Washington (AFP) - Democrat Beto O'Rourke pulled in a record $6.1 million in the 24 hours after announcing his US presidential run, outraising the crowded field of challengers to Donald Trump in 2020.
The former congressman from Texas, who rose to national prominence last year with an inspirational but ultimately unsuccessful effort to unseat Senator Ted Cruz, jumped into the presidential race last Thursday in a closely-watched kick-off.
"In just 24 hours, Americans across this country came together to prove that it is possible to run a true grassroots campaign for president -- a campaign by all of us for all of us that answers not to the PACs, corporations and special interests but to the people," O'Rourke said in a statement.
Like most other major Democrats running for the nomination, O'Rourke has sworn off contributions from corporations and political action committees, groups that raise money in support of a candidate.
The 46-year-old Texan impressively eclipsed the $5.9 million opening-day haul of Senator Bernie Sanders, the liberal icon who maintains a vast database of supporters and donors from his 2016 presidential race.

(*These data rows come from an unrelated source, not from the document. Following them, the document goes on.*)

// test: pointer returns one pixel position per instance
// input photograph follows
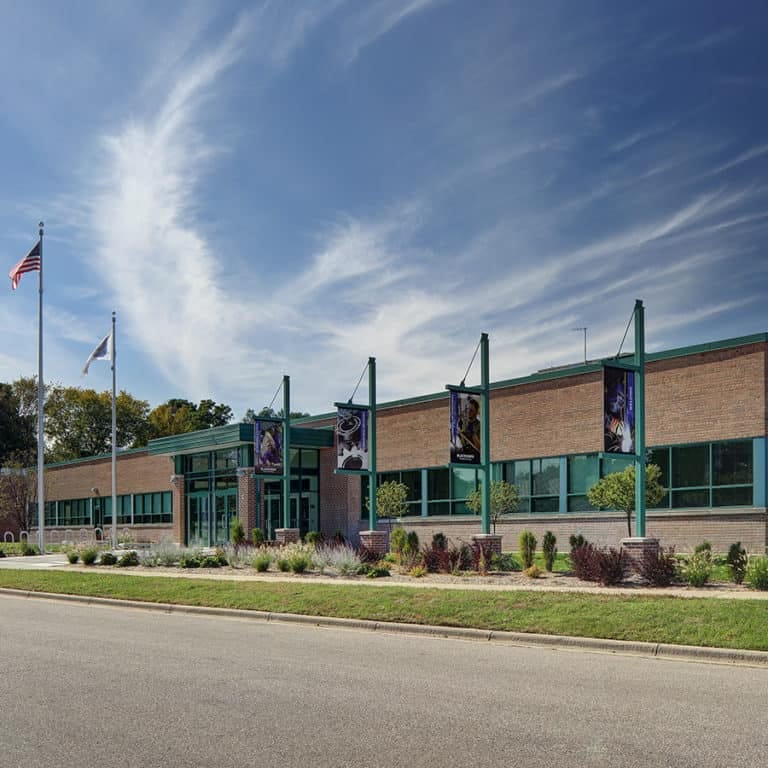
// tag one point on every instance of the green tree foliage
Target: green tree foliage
(78, 422)
(504, 500)
(270, 413)
(177, 416)
(17, 429)
(617, 491)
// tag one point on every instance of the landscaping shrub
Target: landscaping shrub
(737, 561)
(89, 554)
(698, 569)
(575, 541)
(237, 532)
(527, 546)
(397, 540)
(612, 563)
(549, 549)
(190, 558)
(659, 568)
(757, 573)
(128, 559)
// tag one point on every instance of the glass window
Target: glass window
(732, 497)
(546, 477)
(732, 463)
(660, 457)
(582, 473)
(690, 466)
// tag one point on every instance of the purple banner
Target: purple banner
(268, 447)
(618, 410)
(465, 428)
(352, 439)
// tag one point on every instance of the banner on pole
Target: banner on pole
(352, 429)
(465, 427)
(618, 410)
(268, 447)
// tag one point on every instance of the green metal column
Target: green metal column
(639, 419)
(485, 436)
(287, 453)
(373, 521)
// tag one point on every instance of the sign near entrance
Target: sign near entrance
(465, 427)
(618, 410)
(268, 447)
(352, 439)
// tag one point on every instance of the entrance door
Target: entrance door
(198, 520)
(226, 509)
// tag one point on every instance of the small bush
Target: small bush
(527, 545)
(575, 541)
(549, 549)
(237, 532)
(190, 559)
(698, 568)
(737, 561)
(612, 563)
(88, 555)
(660, 568)
(397, 540)
(128, 559)
(757, 573)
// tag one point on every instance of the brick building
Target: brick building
(706, 427)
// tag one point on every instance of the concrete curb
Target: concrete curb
(566, 642)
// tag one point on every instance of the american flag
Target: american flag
(30, 263)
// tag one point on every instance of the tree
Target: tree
(617, 491)
(17, 430)
(504, 500)
(177, 416)
(78, 422)
(18, 494)
(270, 413)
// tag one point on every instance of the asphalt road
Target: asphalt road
(97, 686)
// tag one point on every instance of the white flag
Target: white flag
(102, 352)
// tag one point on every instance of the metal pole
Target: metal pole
(485, 434)
(287, 454)
(640, 419)
(40, 409)
(114, 436)
(373, 521)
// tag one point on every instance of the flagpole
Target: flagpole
(40, 410)
(114, 440)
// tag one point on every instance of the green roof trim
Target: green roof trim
(231, 436)
(570, 370)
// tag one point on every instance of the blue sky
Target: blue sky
(274, 188)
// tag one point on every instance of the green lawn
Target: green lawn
(708, 622)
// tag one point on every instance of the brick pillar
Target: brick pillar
(488, 541)
(374, 541)
(287, 535)
(246, 500)
(636, 550)
(179, 509)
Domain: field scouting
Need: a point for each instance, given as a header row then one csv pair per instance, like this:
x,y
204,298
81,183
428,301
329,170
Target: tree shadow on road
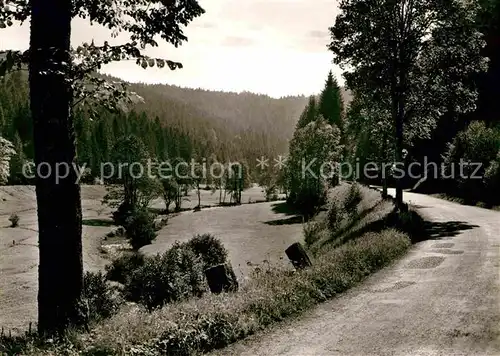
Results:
x,y
284,208
439,230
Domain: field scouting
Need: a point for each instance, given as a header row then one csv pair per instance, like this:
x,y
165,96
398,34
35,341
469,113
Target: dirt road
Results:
x,y
443,298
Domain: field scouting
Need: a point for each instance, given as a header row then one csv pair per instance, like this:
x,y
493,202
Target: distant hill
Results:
x,y
229,125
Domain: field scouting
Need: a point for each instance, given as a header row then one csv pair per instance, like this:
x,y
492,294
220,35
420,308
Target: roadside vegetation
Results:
x,y
424,82
161,304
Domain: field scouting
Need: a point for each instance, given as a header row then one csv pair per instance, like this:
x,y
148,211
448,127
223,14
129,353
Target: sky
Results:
x,y
274,47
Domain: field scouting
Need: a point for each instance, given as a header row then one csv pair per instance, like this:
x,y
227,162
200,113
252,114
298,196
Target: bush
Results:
x,y
99,296
492,179
122,267
309,199
173,276
140,228
216,321
14,220
352,200
312,231
334,217
209,248
478,144
121,215
408,222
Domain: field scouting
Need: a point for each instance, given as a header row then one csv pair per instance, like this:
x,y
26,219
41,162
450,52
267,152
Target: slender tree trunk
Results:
x,y
399,142
59,206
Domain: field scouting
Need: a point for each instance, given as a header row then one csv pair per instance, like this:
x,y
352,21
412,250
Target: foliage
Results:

That O'Rourke outraised Sanders and all other Democrats on Day 1 signals he will be able to draw massive donations on a national level by tapping into his own substantial support list from his Texas Senate campaign, which helped him pull in $79 million for that race.
Hours after announcing his candidacy, O'Rourke embarked on a three-day, 837-mile (1,347-kilometer) road trip across Iowa, the state that votes first in 2020 in the party primary process.
He headed to Wisconsin at the weekend, and is in Michigan and Ohio on Monday.
All four states voted for Barack Obama in 2008 and 2012, but swung to Trump in the 2016 election.
Experts say grassroots enthusiasm among Democrats and Republicans, coupled with increasingly seamless online donor options for voters, could help the 2020 presidential cycle break records for total small-dollar donations.